Lexington, Ky. - After learning the last of it's public funding would come to an end, LexLinc's board decided to shut its doors at the end of the summer.
"We feel like it's the responsible action to take and the right action to take," said LexLinc's Executive Director Wanda Bertram who lead the organization through its entire 12-years.
"Just like every organization, especially non-profits in this economy, we've seen a lot of funding slip away. It's not any one person or organization's fault, but we're established as a public/private collaboration and with the last of these public funds, it really creates a situation where we're not able to accomplish what we've done as we have before," Bertram said.
LexLinc and its board learned recently that Kentucky Cabinet for Health and Family Services grants would no longer be coming through, leading the board Friday to vote for the organization to dissolve. The decision was announced Monday morning.
LexLinc, the Lexington Local Investment Commission, was started in 1998 by long-time board chairman and homebuilder Don Ball as a way to leverage resources to assist those in need in underserved neighborhoods. Bertram said the organization - which has consisted of mainly her since a cutoff of funding from the city forced a staff reduction in 2008 - will continue to operate its programs through the end of the summer, including the Back-to-School Rallies.

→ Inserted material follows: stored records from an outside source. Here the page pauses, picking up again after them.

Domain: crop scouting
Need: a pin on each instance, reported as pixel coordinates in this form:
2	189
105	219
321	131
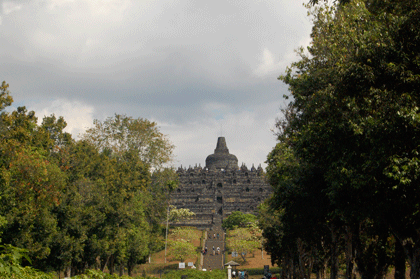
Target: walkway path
214	261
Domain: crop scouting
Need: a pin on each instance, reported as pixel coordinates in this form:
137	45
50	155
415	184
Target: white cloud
10	7
78	116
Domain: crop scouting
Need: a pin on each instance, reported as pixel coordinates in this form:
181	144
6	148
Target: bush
196	274
260	271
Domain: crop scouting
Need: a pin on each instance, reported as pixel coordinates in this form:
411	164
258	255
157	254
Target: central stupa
221	159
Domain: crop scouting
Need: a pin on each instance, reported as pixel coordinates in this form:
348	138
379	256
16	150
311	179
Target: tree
353	120
181	245
179	214
238	219
243	241
122	133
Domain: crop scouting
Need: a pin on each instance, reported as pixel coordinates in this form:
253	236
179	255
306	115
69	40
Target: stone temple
218	189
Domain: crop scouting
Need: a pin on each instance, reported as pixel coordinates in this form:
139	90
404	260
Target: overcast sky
200	69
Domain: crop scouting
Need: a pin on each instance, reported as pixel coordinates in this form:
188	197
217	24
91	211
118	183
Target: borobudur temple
218	189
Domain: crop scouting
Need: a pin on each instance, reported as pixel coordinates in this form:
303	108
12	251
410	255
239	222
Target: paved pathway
214	261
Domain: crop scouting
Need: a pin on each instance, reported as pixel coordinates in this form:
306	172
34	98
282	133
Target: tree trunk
121	273
415	262
111	265
67	272
334	254
349	253
399	261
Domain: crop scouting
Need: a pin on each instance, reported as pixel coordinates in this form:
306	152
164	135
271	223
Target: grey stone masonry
214	192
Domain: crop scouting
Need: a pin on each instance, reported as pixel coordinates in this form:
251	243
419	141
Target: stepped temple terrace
218	189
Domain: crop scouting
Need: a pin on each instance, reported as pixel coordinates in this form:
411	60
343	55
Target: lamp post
166	234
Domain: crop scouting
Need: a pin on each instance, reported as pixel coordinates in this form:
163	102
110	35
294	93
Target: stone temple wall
214	193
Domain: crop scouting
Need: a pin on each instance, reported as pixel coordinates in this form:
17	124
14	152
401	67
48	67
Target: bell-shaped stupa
221	159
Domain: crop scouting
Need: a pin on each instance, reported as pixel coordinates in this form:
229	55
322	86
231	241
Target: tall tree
122	133
354	117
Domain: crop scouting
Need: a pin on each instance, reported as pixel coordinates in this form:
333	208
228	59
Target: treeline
97	202
346	169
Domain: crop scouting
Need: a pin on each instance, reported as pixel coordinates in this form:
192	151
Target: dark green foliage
346	166
81	204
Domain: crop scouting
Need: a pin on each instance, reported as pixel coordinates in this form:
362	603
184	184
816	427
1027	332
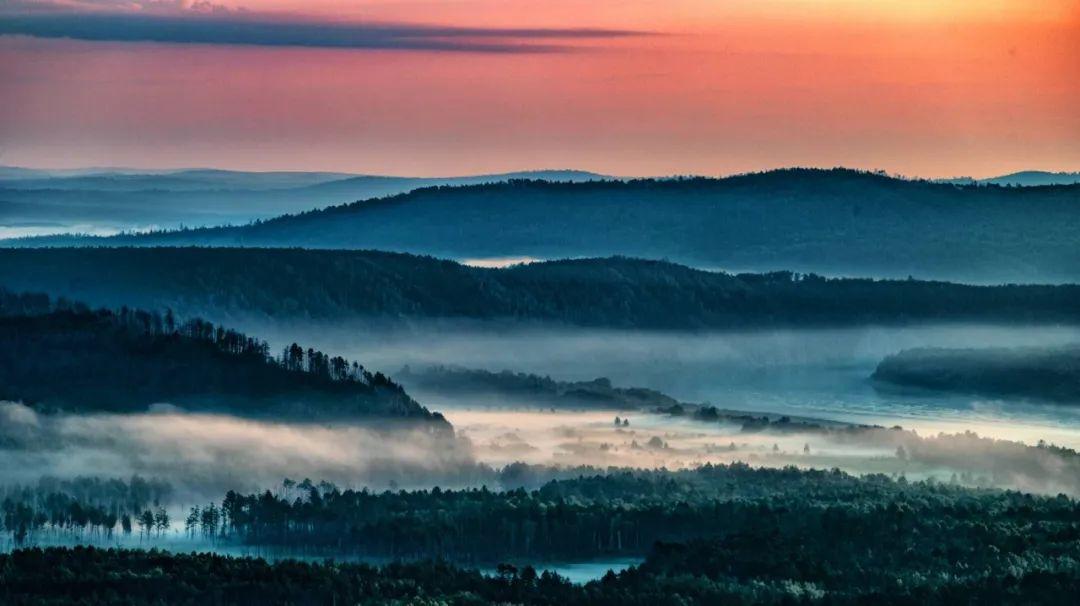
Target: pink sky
918	88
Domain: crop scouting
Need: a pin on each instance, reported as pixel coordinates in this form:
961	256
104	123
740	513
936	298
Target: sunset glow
928	89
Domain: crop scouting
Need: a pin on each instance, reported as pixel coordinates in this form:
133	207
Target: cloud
164	7
205	23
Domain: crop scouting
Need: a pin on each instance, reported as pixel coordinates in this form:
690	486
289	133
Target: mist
203	455
814	372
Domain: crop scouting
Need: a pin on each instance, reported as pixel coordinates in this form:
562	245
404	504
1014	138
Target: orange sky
919	88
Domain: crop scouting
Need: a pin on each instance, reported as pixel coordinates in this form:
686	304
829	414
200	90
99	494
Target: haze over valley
544	304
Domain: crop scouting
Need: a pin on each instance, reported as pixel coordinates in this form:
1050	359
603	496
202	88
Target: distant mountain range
618	293
834	223
106	201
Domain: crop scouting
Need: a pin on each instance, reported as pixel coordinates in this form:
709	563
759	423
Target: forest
832	221
1041	373
616	292
64	355
716	534
524	388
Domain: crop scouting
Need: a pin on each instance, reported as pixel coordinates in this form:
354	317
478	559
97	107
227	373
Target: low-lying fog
800	373
822	373
205	455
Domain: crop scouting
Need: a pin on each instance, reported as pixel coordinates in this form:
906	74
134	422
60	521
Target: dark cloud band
266	32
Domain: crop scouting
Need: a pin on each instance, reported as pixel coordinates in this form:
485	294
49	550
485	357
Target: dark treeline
746	537
836	221
616	514
67	355
517	388
84	508
613	292
1048	373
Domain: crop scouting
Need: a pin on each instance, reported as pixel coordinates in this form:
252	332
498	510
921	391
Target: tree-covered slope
826	221
1040	373
608	292
67	357
727	535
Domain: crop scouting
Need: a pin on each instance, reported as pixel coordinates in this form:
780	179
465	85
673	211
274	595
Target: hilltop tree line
64	355
615	292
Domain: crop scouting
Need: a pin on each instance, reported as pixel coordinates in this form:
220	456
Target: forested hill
1043	373
837	223
67	357
609	292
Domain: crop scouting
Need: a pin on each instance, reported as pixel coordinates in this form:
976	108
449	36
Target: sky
629	88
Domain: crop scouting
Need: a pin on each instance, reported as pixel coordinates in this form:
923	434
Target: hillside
837	223
1051	374
610	292
66	357
510	388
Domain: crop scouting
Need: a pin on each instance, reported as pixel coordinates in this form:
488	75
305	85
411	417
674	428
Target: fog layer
205	455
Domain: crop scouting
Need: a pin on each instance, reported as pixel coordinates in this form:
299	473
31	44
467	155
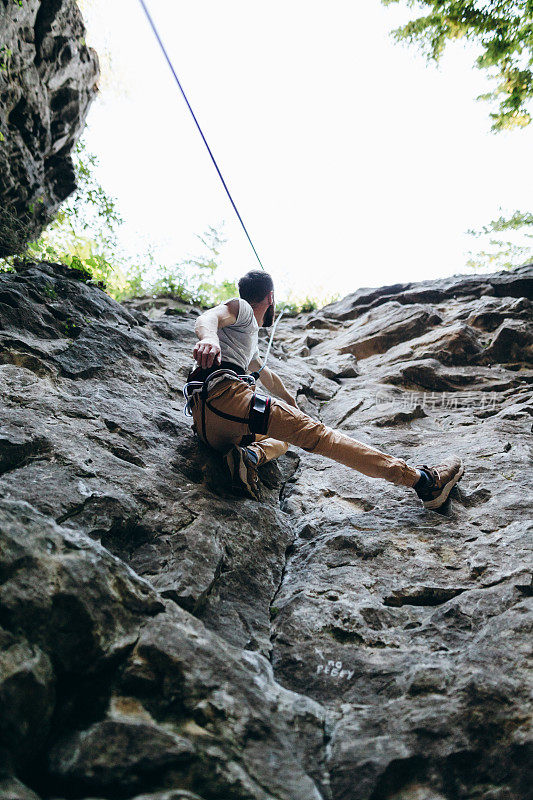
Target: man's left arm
273	383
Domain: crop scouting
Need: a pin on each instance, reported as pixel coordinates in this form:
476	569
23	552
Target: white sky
351	161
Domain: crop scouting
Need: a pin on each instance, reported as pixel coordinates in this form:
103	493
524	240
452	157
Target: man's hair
255	285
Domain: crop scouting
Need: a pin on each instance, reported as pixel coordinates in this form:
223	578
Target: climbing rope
169	62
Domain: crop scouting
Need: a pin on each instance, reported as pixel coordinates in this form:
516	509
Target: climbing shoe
437	482
242	464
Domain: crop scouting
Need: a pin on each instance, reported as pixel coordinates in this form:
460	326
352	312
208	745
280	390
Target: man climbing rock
251	430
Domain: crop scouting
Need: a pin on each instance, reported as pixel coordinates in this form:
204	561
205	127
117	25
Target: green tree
504	253
504	31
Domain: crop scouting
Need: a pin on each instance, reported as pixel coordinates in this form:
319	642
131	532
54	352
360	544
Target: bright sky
351	161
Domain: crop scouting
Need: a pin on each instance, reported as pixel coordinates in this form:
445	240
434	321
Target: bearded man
249	430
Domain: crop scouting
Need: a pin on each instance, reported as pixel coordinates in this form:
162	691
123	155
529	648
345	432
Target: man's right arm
207	350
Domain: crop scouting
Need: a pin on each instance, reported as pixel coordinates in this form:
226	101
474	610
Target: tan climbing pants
288	425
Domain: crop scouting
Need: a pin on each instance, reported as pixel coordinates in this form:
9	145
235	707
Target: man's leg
267	449
293	426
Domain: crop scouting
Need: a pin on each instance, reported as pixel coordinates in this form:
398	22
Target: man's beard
268	319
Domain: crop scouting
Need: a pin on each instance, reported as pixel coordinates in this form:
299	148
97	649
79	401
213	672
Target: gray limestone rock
164	638
47	81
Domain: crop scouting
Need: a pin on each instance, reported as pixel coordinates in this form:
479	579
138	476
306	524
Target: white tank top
239	341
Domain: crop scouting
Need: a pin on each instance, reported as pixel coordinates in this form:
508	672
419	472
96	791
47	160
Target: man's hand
207	352
289	399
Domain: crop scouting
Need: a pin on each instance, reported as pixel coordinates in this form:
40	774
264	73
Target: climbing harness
169	62
259	410
260	405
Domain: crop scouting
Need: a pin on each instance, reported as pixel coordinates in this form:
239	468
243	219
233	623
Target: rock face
47	82
165	639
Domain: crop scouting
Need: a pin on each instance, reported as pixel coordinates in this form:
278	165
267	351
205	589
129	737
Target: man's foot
242	464
437	482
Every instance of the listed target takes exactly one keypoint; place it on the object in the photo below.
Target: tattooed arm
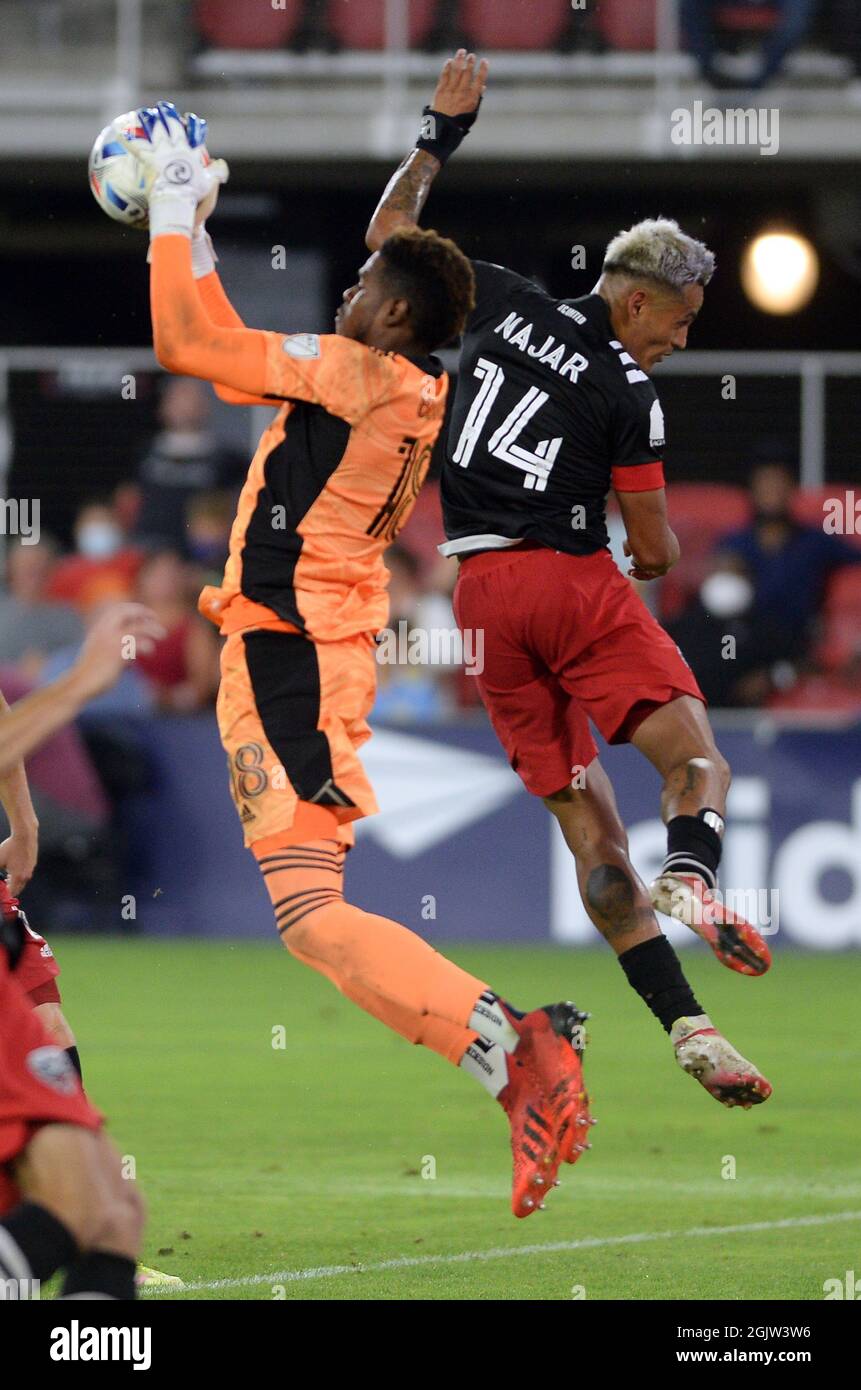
(458, 95)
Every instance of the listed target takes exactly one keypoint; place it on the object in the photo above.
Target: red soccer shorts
(38, 970)
(38, 1083)
(566, 640)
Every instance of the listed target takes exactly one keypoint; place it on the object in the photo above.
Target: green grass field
(298, 1172)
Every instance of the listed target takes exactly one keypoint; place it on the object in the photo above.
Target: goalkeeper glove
(178, 170)
(443, 134)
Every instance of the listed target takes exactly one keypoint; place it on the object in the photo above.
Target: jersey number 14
(536, 463)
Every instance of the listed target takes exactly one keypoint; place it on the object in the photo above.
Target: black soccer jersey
(550, 413)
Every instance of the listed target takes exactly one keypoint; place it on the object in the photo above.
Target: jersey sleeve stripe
(637, 477)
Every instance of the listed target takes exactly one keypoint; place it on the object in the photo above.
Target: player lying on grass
(333, 481)
(64, 1201)
(554, 406)
(36, 970)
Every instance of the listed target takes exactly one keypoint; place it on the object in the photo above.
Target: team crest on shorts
(302, 345)
(52, 1066)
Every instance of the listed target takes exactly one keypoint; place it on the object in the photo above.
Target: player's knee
(118, 1225)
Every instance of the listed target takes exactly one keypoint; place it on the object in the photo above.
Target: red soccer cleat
(736, 944)
(545, 1102)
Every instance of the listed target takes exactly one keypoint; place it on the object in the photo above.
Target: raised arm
(185, 338)
(444, 124)
(113, 640)
(20, 851)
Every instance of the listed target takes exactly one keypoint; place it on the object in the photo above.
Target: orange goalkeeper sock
(385, 969)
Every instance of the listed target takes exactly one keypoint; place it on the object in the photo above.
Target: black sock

The rallies, which Bertram hopes will continue on through partnership organizations, are distribute school supplies including backpacks, paper, pencils and coloring materials to more than 8,000 students on August 7.
"We have several commitments like that and we're going to make sure we're there for the neighborhoods and for the community," Bertram said.
Another program already taken over is the Central Kentucky Economic Empowerment Project, which was started by LexLinc and now run by the Kentucky Poverty Law Center. During the most recent tax season the program served more than 3,000 clients with average income of less than $19,000, according to Bertram. One of the program's main facets is helping those eligible take advantage of the Earned Income Tax Credit, "which is touted as one of the most important tools for raising families out of poverty," she said.
No definite date has been set for the closing of LexLinc, but Bertram figures it will be late in August or some point in September. In that time, she also hopes to find a home for the Citizen's Leadership Academy, which is "a 12 week curriculum that teaches citizen engagement, how people can be active and advocate for themselves and their neighborhoods."
Though LexLinc will no longer be around to facilitate the programs, Bertram says there is great need for them to continue. "It's very important that initiatives like (these) perpetuate and that the community gets behind it," she said.
"This is all about partnership and collaboration - it's not just what LexLinc has done, it's what the partnerships have done. I look at those partnerships and the economic impact they have had in this community and it's pretty profound so I just hope that our partners and people in other organizations that we worked with continue thinking in terms of how they do business and building those kinds of collaborations and partnerships," she said.